Thought for the Day, December 6th 2021

 I recently overheard the following conversation between my children. My eight year old declared that he doesn’t believe in God, to which my daughter replied, “But you believe in Santa!” “That’s different,” he said. “I have proof that Santa exists, because he leaves me presents every year.” To which my other son replied, “God is like Santa; a fat guy with a beard who you never see. You ask him for stuff and sometimes he delivers.” 

This observation taught me two things; one, belief and faith are quite different, and two, I really do need to have another chat with my sons about God. 

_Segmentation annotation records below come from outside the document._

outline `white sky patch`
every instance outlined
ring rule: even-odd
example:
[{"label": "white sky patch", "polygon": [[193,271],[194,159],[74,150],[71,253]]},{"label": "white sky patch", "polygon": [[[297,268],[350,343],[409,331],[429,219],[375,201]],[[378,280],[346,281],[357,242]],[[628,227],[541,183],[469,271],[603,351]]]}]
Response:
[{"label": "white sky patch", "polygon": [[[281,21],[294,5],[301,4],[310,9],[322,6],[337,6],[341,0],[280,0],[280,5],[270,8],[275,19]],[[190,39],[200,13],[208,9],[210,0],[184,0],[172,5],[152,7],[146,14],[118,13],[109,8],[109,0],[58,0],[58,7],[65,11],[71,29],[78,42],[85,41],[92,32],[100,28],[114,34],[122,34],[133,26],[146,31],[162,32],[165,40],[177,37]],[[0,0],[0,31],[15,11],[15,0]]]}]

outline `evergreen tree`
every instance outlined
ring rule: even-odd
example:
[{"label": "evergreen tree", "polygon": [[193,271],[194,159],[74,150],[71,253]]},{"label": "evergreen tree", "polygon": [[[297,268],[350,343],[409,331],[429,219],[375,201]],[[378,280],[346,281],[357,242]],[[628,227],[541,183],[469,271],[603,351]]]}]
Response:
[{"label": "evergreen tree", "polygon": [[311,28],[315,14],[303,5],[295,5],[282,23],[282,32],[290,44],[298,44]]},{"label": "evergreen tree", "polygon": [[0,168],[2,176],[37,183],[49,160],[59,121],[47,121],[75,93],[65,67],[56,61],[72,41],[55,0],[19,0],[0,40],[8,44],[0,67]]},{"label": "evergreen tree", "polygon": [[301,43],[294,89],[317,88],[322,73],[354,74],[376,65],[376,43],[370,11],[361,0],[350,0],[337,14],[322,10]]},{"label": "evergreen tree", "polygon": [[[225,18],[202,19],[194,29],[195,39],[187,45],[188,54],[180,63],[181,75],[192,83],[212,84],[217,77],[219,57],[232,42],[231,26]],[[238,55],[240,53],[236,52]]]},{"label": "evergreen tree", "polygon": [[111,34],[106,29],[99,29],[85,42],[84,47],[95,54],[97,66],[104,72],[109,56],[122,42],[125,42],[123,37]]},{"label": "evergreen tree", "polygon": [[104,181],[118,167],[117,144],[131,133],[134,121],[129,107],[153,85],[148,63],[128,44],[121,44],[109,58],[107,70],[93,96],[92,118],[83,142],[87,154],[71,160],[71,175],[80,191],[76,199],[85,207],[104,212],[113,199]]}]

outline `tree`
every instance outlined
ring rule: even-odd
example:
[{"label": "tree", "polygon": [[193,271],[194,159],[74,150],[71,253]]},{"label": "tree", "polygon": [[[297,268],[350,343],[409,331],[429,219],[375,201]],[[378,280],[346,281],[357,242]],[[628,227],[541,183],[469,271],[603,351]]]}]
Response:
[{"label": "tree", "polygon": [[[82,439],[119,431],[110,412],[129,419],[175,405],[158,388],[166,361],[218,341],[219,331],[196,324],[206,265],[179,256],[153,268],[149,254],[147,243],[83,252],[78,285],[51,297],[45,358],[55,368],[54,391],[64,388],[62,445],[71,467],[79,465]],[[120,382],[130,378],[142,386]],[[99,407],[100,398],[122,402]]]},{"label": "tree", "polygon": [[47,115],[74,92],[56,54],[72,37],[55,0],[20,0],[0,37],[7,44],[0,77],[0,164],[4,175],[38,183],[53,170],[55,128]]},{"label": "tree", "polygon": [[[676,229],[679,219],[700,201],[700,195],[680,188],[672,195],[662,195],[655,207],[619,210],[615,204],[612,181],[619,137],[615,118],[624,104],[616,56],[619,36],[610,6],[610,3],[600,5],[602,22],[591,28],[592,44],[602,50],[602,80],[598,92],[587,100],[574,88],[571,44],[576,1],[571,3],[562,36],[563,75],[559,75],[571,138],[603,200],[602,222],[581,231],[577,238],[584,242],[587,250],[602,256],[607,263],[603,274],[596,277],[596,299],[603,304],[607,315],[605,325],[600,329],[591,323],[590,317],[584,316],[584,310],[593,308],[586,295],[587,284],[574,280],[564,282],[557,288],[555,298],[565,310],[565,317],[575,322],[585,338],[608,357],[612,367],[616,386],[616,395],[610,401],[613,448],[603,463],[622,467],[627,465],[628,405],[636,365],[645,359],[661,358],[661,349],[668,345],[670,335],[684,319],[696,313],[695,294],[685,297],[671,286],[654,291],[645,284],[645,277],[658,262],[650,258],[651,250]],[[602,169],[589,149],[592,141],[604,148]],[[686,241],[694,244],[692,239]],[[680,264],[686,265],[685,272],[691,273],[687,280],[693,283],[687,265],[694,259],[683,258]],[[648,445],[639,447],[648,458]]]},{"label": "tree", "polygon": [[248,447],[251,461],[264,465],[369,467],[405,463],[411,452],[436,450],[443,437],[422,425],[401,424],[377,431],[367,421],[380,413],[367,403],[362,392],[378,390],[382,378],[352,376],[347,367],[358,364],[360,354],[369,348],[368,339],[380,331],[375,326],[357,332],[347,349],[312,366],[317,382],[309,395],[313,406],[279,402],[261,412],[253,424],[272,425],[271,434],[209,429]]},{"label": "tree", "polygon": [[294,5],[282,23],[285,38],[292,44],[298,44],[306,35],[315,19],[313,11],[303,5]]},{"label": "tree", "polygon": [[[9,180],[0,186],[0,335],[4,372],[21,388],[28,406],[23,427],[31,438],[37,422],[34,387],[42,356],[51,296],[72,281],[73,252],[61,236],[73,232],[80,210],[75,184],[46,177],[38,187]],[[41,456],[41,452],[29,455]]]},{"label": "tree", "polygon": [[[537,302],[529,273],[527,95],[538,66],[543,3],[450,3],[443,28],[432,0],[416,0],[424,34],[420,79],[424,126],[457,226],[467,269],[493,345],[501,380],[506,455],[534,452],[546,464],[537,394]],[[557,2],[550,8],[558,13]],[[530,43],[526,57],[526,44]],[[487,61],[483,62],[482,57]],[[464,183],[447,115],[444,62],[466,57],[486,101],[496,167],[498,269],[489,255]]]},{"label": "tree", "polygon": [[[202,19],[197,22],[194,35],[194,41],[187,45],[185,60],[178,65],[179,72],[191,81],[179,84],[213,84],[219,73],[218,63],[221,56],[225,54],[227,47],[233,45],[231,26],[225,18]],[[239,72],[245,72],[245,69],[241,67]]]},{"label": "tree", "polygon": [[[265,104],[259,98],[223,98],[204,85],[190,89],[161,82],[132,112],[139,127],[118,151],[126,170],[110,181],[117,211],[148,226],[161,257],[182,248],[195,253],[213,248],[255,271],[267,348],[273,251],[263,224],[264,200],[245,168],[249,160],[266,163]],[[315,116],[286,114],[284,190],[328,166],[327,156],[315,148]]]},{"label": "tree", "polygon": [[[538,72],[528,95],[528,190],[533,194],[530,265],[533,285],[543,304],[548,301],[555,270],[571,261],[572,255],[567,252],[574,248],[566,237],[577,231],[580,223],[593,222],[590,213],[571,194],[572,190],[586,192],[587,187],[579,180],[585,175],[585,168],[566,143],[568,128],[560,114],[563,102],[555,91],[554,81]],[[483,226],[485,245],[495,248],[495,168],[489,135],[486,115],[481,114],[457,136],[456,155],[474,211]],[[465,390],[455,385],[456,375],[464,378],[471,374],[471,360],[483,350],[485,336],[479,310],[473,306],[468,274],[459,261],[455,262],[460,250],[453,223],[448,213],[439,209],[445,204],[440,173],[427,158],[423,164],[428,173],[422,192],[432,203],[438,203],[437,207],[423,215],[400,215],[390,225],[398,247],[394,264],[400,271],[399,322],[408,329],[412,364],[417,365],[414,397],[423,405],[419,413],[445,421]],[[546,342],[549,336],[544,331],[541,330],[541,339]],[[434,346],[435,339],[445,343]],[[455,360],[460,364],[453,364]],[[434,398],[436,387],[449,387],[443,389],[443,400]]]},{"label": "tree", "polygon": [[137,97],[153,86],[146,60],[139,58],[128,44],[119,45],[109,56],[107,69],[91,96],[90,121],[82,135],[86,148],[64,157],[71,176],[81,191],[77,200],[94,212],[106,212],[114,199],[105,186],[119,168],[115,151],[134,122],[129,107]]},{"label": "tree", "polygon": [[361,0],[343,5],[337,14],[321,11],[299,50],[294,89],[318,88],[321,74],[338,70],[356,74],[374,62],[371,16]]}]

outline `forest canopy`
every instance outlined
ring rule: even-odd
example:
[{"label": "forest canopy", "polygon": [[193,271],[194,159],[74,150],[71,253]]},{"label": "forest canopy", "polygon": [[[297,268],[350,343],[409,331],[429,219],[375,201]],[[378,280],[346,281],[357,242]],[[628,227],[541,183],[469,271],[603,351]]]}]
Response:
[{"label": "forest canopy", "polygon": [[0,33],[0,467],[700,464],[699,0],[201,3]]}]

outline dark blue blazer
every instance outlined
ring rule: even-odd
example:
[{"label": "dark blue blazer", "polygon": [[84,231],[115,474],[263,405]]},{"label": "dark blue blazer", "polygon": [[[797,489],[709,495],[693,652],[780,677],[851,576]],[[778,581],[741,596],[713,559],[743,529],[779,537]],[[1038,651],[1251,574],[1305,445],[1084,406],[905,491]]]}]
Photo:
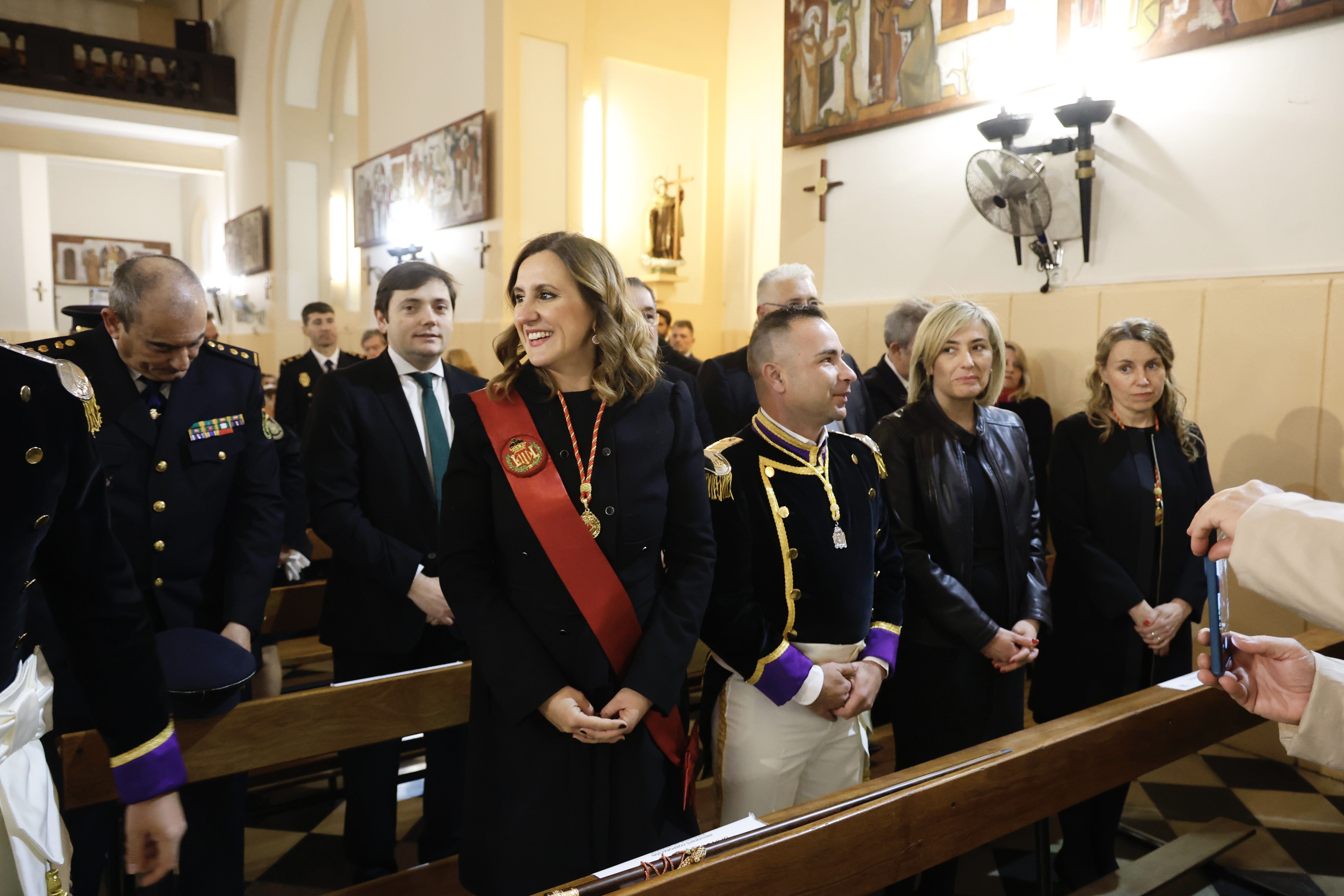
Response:
[{"label": "dark blue blazer", "polygon": [[[219,631],[239,622],[255,634],[284,524],[257,355],[206,341],[156,423],[102,326],[28,345],[73,360],[93,382],[113,531],[156,623]],[[235,418],[231,433],[190,438],[192,424],[224,418]]]},{"label": "dark blue blazer", "polygon": [[[444,375],[449,396],[485,386],[448,363]],[[426,625],[406,596],[415,570],[438,575],[438,501],[391,353],[319,380],[304,469],[313,531],[332,549],[323,643],[407,653]]]}]

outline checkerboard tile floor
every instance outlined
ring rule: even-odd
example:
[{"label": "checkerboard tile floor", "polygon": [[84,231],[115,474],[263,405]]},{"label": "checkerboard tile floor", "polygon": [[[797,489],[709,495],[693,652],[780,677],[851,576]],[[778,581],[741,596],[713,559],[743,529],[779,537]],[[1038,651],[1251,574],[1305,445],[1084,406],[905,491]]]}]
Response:
[{"label": "checkerboard tile floor", "polygon": [[[1160,896],[1263,896],[1263,888],[1282,896],[1344,896],[1344,782],[1277,762],[1284,756],[1274,729],[1261,725],[1130,786],[1124,823],[1163,841],[1219,815],[1257,827],[1218,860],[1241,883],[1196,870]],[[874,774],[890,771],[890,750],[887,740]],[[344,802],[324,798],[325,783],[290,791],[276,797],[306,797],[308,807],[249,818],[247,896],[321,896],[352,883],[341,852]],[[699,802],[712,806],[712,794],[704,790]],[[418,797],[398,803],[402,868],[415,864],[419,815]],[[1058,850],[1059,829],[1054,822],[1051,829]],[[958,870],[958,896],[1035,896],[1032,844],[1028,826],[969,853]],[[1152,849],[1125,836],[1116,845],[1122,865]]]}]

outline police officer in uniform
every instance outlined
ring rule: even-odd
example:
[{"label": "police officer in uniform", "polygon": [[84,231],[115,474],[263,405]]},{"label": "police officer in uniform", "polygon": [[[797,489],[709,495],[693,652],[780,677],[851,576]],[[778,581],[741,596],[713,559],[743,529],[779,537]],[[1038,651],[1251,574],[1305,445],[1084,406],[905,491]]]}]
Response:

Now might be a good time to do that because today the Church observes the feast day of Saint Nicholas, Bishop of Myra and elusive source of the tale of Santa Claus. The stories about him have become laced with legend but one strand of folklore seems to be key; this legendary figure, rooted in history, gives generously and he does it in secret, when no one can see, and he asks for nothing in return. Leaving good and naughty lists aside, this is a deeply Christian idea of giving.

I grew up in an atheist home where Santa Claus was everything to the Christmas season. I can still vividly recall the hushed excitement of my brother and I leaving our beds in the dark and creeping downstairs behind our parents to see if Santa had visited. The mince pie we’d left would have one neat, politely bitten bite, and the drink we’d left - our Santa drank whiskey - would be all but gone. Christmas was an outpouring of wonder and magic, and it was fantastic. 

When I became a Christian in adulthood I experienced anew the wonder and magic of the Christmas season, the focal point now being Jesus, who said that unless we change and become like little children, we will never enter the kingdom of heaven. My coming to faith has been a gradual unknowing; a letting go of ego and a realisation that I don’t need to have all the answers. It has been a reclaiming of the forgotten wonder of childhood, where imagination makes anything possible. Saint Augustine wrote that faith is to believe what you do not see and that the reward of this faith is to see what you believe. For me, Jesus Christ - the ultimate present from God – is the proof that God does indeed deliver.